Michael rolls his eyes. “But, there are other possible consequences. Possible because they don’t occur for everyone. Being able to more easily influence each other’s emotions, sense each other’s locations, even something resembling telepathy, in rare cases.”

“Wow.” Adam bites his lip. “Any idea why those happen to some people and not others?”

Raphael had attempted to explain it to Michael a few times. Apparently, some of the books she’d collected listed various possible causes. Michael didn’t put too much stock in it, though, given the books had mostly come from her “questionably reliable” shelves. “Not really.”

“Well that’s helpful.”

Michael shrugs. “I’d tell you if I knew.”

Adam nods, and then looks away for a moment. “So, after tonight, do we just go back to the palace?”

“We can stay here a few more days, if you’d like. We’re effectively married once I claim you, so there’s no pressure for us to return by a certain date, or anything like that.”

“Well, I personally would rather get out of here sooner rather than later.”

“Why?”

Adam just shakes his head. “You’ll find out tomorrow, don’t worry.”

That’s not reassuring. “You’re sure?”

“Yeah, I’m sure.” Adam stands up and walks around the desk. With a little smirk on his lips, as if he’s trying to convince himself--and Michael--to put that topic of conversation behind them, he climbs into Michael’s lap. That’s one way to do things. “Now, are you going to kiss me or not?”

Michael watches as Adam rubs his fingers over the claiming mark on his neck. The bite mark is still fresh, but it’s stopped bleeding. Michael had been worried that it bled at all--he’d always heard that the marks barely bled.

“Does it hurt?” Michael asks.

Adam shakes his head, lifting his hand away from the mark. “Little bit sore, but not that bad. Not worse than a normal bruise.”

“You’re not saying that just to make me feel better?”

Adam laughs. He curls onto his side, letting his head rest against Michael’s chest. Though it is not the first time they’ve lain like this, it is the first time that it has felt so intimate; that they are truly skin-to-skin and that the feeling of what they’ve just done still lingers in their veins. “I thought you’d realized by this point that I am the honesty master. No lies from me.”

“And am I not allowed to be worried about you despite that?”

“Mmm. You make a good point.”

Michael laughs. He runs a hand through Adam’s hair. “You’re feeling alright, though? Not just the mark?”

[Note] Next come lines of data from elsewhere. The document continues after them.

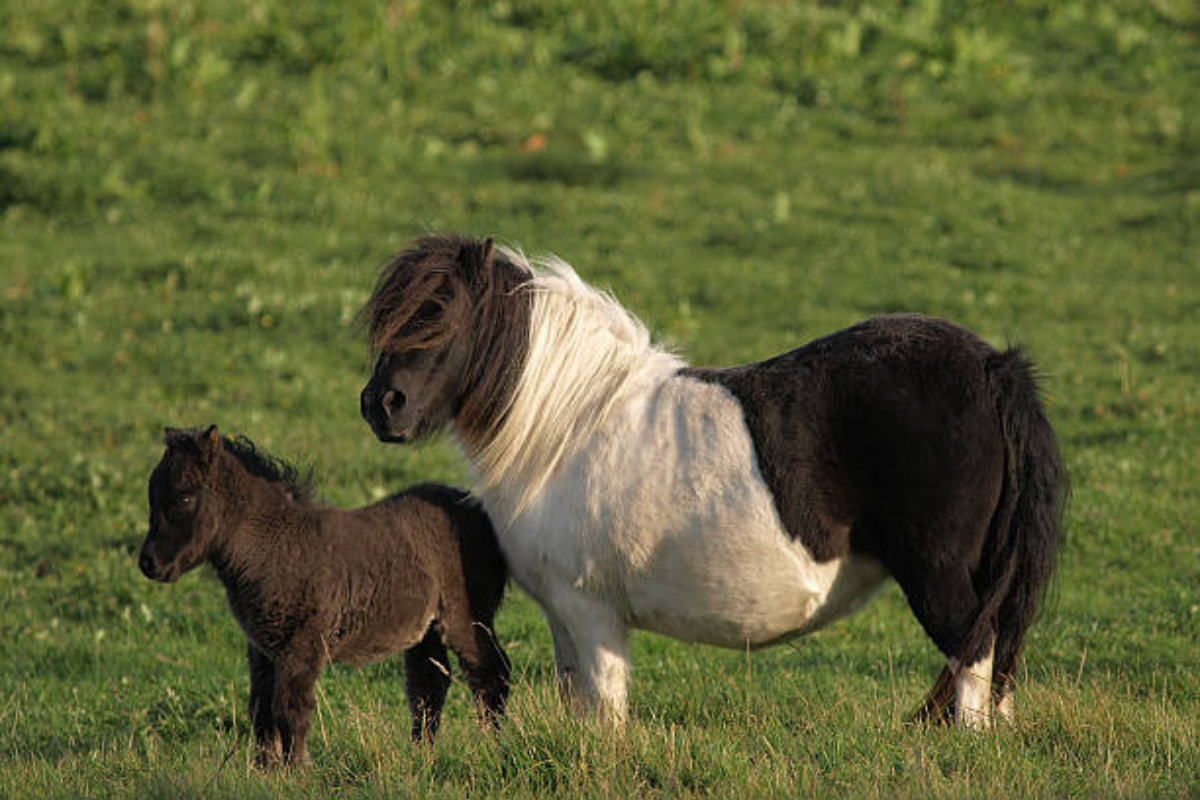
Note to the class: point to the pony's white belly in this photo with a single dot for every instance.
(665, 517)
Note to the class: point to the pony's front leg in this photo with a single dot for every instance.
(591, 655)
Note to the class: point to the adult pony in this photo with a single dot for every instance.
(736, 506)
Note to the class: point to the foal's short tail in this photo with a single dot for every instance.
(1025, 530)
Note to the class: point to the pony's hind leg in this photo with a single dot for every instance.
(426, 681)
(592, 649)
(972, 691)
(946, 603)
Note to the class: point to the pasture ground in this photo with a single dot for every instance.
(193, 202)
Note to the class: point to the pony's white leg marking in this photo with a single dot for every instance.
(594, 644)
(972, 692)
(567, 662)
(1006, 709)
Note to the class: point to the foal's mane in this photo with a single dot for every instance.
(270, 468)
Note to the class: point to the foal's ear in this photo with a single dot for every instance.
(177, 438)
(210, 443)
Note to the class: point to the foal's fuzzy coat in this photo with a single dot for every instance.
(311, 584)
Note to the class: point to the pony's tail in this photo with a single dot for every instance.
(1025, 530)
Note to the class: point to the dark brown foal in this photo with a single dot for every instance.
(418, 571)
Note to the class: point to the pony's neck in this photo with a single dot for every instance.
(586, 358)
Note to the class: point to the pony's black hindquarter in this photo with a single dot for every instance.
(736, 506)
(417, 572)
(910, 440)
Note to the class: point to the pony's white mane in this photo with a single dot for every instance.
(586, 355)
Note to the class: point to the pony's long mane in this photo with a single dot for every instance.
(550, 356)
(447, 286)
(276, 470)
(586, 354)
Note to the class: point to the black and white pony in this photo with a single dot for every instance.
(737, 506)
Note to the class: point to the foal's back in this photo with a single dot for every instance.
(421, 555)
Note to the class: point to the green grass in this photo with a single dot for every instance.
(193, 202)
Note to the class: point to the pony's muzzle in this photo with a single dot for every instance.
(391, 402)
(379, 410)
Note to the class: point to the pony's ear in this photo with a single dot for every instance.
(210, 443)
(475, 258)
(489, 253)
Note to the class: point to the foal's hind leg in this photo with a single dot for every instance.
(484, 663)
(426, 680)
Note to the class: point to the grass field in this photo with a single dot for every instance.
(195, 197)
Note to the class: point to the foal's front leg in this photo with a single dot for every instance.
(268, 749)
(294, 699)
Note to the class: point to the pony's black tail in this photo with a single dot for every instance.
(1025, 531)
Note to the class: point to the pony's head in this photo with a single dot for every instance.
(448, 330)
(184, 504)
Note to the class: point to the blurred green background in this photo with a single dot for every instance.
(195, 198)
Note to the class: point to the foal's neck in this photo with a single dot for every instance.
(258, 519)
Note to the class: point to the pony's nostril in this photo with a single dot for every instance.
(393, 402)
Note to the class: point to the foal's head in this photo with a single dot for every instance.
(449, 330)
(185, 504)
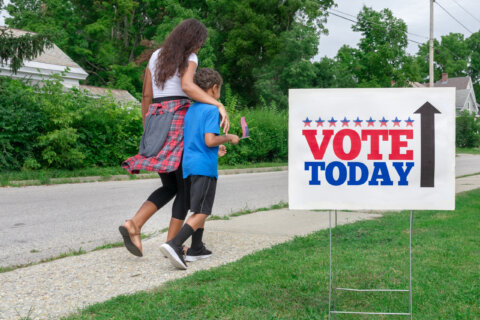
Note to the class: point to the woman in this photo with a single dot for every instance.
(169, 81)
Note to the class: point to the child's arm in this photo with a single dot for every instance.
(222, 150)
(212, 140)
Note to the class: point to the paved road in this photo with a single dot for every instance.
(60, 218)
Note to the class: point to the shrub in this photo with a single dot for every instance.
(467, 130)
(21, 123)
(43, 127)
(268, 128)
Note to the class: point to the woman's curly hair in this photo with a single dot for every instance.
(186, 38)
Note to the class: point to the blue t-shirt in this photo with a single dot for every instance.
(198, 158)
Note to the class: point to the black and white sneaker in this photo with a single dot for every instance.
(194, 255)
(175, 255)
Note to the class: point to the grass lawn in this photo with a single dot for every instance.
(45, 175)
(290, 281)
(468, 150)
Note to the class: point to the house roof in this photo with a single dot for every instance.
(461, 97)
(460, 83)
(122, 96)
(53, 55)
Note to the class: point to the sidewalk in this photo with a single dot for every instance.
(57, 288)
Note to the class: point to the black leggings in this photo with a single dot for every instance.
(172, 184)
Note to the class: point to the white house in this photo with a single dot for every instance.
(465, 95)
(55, 61)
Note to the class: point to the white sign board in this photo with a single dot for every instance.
(379, 149)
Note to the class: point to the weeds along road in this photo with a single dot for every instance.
(44, 221)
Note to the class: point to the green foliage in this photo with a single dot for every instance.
(268, 128)
(467, 131)
(246, 38)
(44, 127)
(21, 122)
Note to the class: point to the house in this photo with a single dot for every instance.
(55, 61)
(464, 94)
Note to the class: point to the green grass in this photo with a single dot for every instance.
(290, 281)
(468, 150)
(45, 176)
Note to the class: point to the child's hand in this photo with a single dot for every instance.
(234, 139)
(222, 150)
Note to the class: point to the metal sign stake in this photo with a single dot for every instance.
(332, 294)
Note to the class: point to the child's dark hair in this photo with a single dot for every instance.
(206, 78)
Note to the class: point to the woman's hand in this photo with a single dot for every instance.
(225, 123)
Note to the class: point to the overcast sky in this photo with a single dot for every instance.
(414, 12)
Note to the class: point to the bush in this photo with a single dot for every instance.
(44, 127)
(21, 123)
(268, 128)
(467, 131)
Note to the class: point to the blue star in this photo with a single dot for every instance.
(319, 122)
(307, 122)
(396, 122)
(370, 122)
(332, 122)
(358, 122)
(383, 122)
(409, 122)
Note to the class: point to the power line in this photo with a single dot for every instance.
(471, 15)
(413, 34)
(443, 47)
(356, 21)
(438, 4)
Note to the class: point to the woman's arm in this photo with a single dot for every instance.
(147, 93)
(196, 93)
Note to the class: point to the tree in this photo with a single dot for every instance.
(381, 51)
(112, 39)
(473, 44)
(451, 56)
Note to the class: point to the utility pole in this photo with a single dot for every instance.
(431, 44)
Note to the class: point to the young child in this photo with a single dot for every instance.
(200, 161)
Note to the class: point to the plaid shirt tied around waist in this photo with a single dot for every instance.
(169, 157)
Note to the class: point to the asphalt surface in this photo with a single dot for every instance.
(39, 222)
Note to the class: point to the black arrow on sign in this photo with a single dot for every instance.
(427, 167)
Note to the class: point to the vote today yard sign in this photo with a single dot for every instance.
(382, 149)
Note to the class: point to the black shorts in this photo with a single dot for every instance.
(202, 193)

“Better than alright.” Adam smiles up at him, and Michael’s enchanted. “First thing I wanted to do was jump in bed with you, it’s not like I’m having mixed emotions about it.”

“Just making sure.” After what Adam had said earlier, Michael feels like he can never assume anything. Adam was here, with him, his husband laying at his side, and yet-- Yet Michael could not say that it was a true indication of Adam’s affection. How odd a situation, and how difficult. “If you’re not… If you don’t feel like we’re in love, then why are you acting like we are?”

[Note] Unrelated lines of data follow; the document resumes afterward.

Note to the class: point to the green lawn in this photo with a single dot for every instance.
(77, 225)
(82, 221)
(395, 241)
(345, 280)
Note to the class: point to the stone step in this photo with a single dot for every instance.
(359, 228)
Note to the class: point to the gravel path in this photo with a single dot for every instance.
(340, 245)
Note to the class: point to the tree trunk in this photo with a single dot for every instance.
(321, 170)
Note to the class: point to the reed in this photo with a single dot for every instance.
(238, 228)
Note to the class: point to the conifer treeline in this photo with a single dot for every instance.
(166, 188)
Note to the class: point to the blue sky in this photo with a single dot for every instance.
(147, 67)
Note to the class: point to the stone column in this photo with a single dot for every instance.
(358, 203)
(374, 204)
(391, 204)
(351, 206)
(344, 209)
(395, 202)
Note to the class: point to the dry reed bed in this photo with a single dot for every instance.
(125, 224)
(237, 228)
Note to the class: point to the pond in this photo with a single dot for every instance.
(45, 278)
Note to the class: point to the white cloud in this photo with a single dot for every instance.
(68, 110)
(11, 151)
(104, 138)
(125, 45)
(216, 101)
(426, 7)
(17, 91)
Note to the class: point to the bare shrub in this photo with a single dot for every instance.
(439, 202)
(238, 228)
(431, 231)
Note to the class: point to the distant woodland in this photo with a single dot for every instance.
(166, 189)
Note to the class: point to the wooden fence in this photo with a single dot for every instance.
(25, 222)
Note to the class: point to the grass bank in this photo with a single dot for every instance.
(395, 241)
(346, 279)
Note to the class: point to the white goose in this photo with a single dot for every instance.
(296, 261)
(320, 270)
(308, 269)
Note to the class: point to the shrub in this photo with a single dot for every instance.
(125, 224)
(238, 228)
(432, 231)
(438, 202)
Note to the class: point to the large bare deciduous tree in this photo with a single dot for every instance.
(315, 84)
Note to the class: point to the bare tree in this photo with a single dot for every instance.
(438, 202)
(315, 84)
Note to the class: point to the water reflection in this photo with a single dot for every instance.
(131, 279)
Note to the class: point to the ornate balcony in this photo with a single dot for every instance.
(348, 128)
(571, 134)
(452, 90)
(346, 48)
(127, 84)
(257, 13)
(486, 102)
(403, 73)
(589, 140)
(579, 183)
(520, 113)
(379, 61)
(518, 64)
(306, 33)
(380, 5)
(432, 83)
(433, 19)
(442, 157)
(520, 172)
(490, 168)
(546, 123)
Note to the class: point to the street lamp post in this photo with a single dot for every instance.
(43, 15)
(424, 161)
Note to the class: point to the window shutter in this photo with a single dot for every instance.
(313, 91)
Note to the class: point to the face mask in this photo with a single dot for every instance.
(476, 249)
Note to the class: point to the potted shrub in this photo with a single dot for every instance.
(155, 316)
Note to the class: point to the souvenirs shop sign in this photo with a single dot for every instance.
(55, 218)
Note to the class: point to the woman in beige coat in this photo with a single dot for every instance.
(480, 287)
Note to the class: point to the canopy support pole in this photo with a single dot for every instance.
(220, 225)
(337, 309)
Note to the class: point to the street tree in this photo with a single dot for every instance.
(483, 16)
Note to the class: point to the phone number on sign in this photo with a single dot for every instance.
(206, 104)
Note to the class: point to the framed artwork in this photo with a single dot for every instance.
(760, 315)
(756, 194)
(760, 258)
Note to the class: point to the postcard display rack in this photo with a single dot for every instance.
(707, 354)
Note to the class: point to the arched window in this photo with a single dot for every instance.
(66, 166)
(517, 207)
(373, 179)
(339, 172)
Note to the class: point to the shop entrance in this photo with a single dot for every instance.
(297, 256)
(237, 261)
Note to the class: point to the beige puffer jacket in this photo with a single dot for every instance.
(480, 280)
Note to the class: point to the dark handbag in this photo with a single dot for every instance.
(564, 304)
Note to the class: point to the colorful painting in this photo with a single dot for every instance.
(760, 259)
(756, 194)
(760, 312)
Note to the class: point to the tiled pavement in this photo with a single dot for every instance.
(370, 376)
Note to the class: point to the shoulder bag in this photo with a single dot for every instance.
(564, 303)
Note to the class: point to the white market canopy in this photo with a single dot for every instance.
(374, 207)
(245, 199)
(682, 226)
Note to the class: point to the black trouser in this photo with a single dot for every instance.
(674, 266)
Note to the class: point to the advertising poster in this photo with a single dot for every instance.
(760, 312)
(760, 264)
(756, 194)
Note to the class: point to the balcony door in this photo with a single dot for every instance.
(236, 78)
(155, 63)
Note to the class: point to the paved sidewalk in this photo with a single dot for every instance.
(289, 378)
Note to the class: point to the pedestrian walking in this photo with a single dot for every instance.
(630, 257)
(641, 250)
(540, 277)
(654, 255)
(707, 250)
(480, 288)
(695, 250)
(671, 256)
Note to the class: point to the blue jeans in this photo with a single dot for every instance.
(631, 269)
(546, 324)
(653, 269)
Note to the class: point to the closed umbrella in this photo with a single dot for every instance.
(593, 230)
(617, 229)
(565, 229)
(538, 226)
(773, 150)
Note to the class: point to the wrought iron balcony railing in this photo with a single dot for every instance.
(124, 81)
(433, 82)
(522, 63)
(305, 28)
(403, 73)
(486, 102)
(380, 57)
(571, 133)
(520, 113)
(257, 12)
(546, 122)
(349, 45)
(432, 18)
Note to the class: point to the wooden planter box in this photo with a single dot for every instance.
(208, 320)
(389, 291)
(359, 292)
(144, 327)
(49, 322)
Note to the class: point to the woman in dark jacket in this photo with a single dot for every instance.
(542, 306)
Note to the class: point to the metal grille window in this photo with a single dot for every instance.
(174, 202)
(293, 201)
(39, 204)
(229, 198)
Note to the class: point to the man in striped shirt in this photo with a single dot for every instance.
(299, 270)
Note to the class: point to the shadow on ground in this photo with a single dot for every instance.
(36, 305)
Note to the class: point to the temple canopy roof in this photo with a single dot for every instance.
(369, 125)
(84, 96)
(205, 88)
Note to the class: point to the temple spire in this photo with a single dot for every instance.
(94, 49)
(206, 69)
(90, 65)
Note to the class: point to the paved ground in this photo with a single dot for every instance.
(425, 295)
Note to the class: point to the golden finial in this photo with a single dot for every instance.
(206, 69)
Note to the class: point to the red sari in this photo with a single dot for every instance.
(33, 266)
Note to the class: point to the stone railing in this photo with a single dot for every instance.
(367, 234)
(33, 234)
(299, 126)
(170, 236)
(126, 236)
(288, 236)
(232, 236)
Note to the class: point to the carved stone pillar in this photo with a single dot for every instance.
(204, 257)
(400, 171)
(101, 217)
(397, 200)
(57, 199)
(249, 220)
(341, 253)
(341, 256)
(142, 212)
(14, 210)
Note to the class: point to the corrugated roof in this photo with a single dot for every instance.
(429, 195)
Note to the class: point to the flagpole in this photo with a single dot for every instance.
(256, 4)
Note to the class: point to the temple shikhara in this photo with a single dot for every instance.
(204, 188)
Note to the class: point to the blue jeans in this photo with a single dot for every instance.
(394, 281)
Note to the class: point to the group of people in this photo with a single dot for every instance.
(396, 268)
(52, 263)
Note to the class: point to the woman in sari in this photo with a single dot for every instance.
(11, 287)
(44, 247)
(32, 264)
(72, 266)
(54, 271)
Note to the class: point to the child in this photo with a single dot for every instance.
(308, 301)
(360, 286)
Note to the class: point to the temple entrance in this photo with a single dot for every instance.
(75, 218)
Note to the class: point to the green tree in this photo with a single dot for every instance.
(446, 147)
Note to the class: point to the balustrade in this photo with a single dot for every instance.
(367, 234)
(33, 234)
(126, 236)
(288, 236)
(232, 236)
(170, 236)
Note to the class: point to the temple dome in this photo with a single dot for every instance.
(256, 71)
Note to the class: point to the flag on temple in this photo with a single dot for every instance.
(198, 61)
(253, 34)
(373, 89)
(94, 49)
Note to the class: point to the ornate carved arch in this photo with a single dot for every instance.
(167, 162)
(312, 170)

Adam looks up at him, confused. “I’m… Do you  _ want _ me to push you away? I mean, we don’t have to be  _ in love _ to cuddle. We cuddled before. You know, actions and trust come before genuine emotions. So. We’re building that trust, right?”

“Right.”

“I mean, how many noble marriages have you seen that ever actually started with love?”

“Almost none, in truth.”

“But a lot of them come to care about each other, right?”

Well, that depends upon your definition of  _ a lot. _ “Not all of them.”

“Okay, but think about Sam and Gabriel. They were pretty clearly a political marriage, but they actually do get along really well now, even if they’ve still got some problems.”

“They weren’t a political marriage.” Michael scoffs. Gabriel? If he’d wanted to marry someone for political reasons, there are dozens of families that Father would’ve preferred Gabriel marry into over the Winchesters. “Like I told you, Gabriel was in love when they were first married.”

“Well, maybe it was only political on one side, then.”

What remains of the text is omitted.